NBA 2K League
- Game: NBA 2K
- Founded: February 9, 2017; 9 years ago New York City, U.S.
- First season: 2018
- Owners: NBA Take-Two Media NBA (50%) Take-Two Interactive (50%)
- CEO: Andrew Perlmutter
- Commissioner: Jess "Jesser" Riedel (honorary)
- No. of teams: 6
- Countries: United States (6 teams)
- Headquarters: New York City
- Most recent champions: Memphis Grizzlies (MyPlayer Mayhem 2v2 and 3v3) (2025)
- Most titles: Warriors Gaming Squad (2 titles - 5v5), Pistons GT (1 title - 3v3),
- Broadcasters: Twitch (2018–present); YouTube (2019–present); ESPN2 (2020) (select games); ESPN App (2020); TSN (select games) (2020); Stadium (2022–2024) (select games); NBA TV (2022–2024) (select games);
- Website: nba2kleague.com

= NBA 2K League =

Esports league joint venture

The NBA 2K League (NBA 2KL or simply 2K League) is an esports league joint venture between the National Basketball Association (NBA) and Take-Two Interactive owned through NBA Take-Two Media. The league under its original form was announced in 2017 with its inaugural season taking place in 2018. There were 22 NBA teams that had teams, with a few independent teams also competing. The league would go on hiatus in 2024 before relaunching in 2025 under a revamped, creator-focused format.

==History==
The inaugural 2018 season lasted for 17 weeks, beginning with the tip-off tournament from May 1–5, with the first weekly matchups taking place on May 11–12. There were an additional two tournaments during the season before the playoffs began on August 17, concluding with the NBA 2K League Finals on August 25. All games were live-streamed on Twitch and available to view on demand after the live broadcasts.

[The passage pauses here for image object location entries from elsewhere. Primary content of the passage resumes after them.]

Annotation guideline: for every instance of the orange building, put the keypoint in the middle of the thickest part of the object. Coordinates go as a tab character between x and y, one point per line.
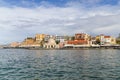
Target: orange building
28	41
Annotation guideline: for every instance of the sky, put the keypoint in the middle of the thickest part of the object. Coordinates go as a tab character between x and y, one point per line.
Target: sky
24	18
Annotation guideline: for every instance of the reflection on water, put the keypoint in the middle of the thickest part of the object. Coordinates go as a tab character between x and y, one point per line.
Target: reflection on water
59	64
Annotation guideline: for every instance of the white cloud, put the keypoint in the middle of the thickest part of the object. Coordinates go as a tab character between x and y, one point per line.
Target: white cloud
17	23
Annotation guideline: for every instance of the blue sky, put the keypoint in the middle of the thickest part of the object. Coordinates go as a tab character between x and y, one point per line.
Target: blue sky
23	18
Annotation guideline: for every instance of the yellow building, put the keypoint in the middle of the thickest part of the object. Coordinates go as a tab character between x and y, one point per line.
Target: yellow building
15	44
39	38
29	41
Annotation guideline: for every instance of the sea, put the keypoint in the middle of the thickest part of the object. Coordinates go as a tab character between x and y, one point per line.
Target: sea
87	64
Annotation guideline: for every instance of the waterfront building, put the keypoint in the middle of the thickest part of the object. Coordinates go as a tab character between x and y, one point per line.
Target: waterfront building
81	39
51	44
60	38
39	38
28	42
15	44
107	40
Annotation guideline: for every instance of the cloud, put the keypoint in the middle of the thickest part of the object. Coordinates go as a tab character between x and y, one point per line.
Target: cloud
17	23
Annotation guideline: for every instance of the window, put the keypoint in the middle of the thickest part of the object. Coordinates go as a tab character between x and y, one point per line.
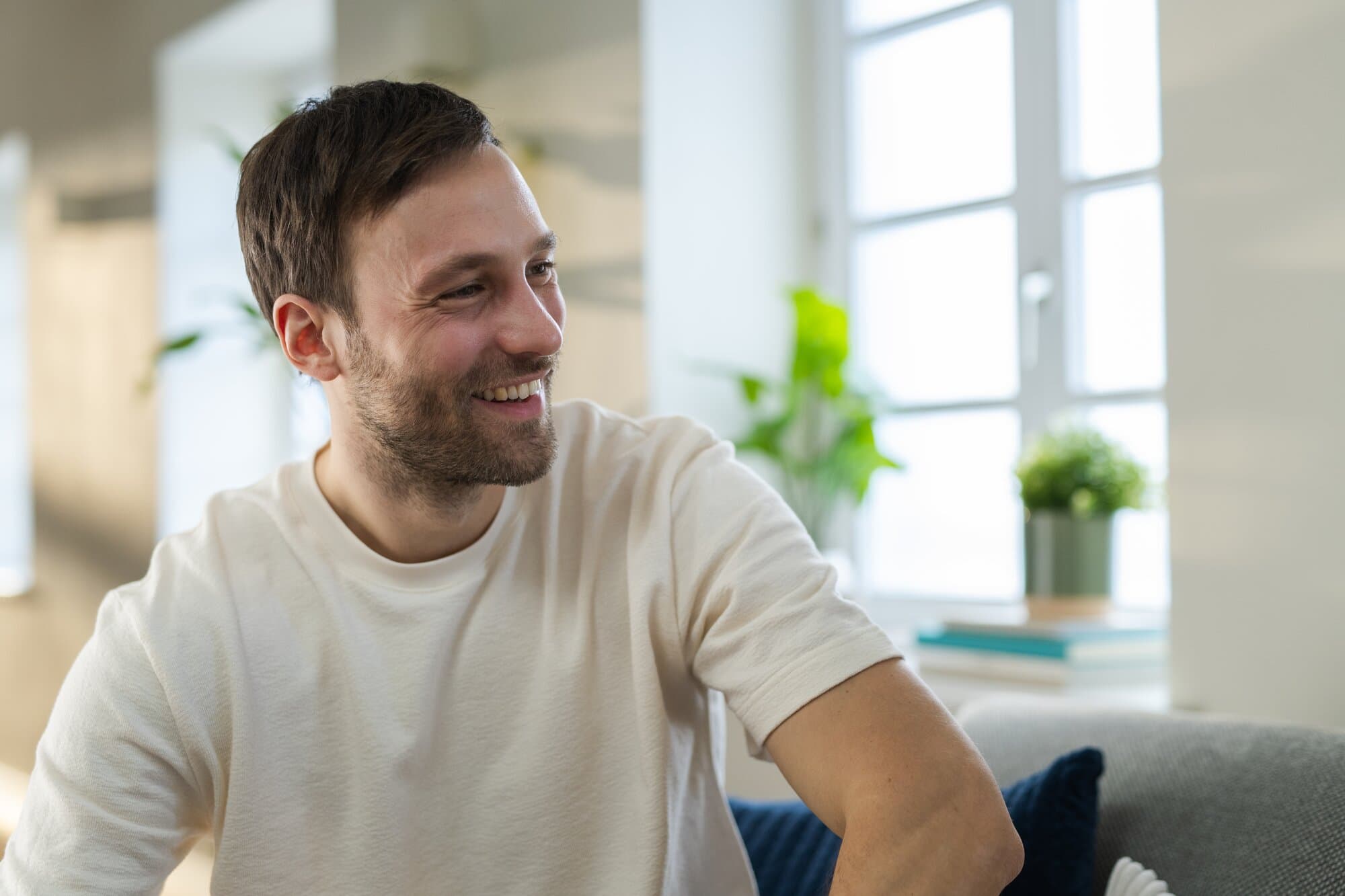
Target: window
229	411
1001	248
15	473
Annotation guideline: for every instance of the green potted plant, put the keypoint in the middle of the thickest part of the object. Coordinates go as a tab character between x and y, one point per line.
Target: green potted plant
1074	481
814	424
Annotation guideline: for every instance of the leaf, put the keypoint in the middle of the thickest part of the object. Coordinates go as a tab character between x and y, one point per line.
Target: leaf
821	341
181	343
753	388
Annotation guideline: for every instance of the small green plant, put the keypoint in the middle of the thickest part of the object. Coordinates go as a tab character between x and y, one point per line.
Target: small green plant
1079	471
816	425
251	319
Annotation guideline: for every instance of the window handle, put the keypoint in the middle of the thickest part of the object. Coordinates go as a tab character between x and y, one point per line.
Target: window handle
1035	288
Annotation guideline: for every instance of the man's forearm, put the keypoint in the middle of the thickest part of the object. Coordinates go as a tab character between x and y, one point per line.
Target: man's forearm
952	854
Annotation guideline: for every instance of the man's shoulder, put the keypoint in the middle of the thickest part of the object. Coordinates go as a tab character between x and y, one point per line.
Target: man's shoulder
599	435
196	575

The league used Pro-Am mode for the games, which consisted of 5-on-5 matches where players used archetypes with preset skills instead of their own MyPlayer or NBA players to keep the ratings similar to everyone.

A special build of the newest NBA 2K game is used for the league, with equipment provided by Alienware and Intel. HyperX is the league's headset sponsor, while Scuf Gaming provides controllers for all matches. To go along with the league sponsors, each team also has various sponsors and displays the logos of the sponsors on their in-game uniforms. All games are played at the NBA 2K League Studio in New York.

In September 2020, the league designed a new draft system for the 2021 season.

In August 2021, the league announced that in-person events would return to play during the 2021 playoffs, which was held August 26–28, 2021. Also in August, the league announced its first all-star game that was played on September 25.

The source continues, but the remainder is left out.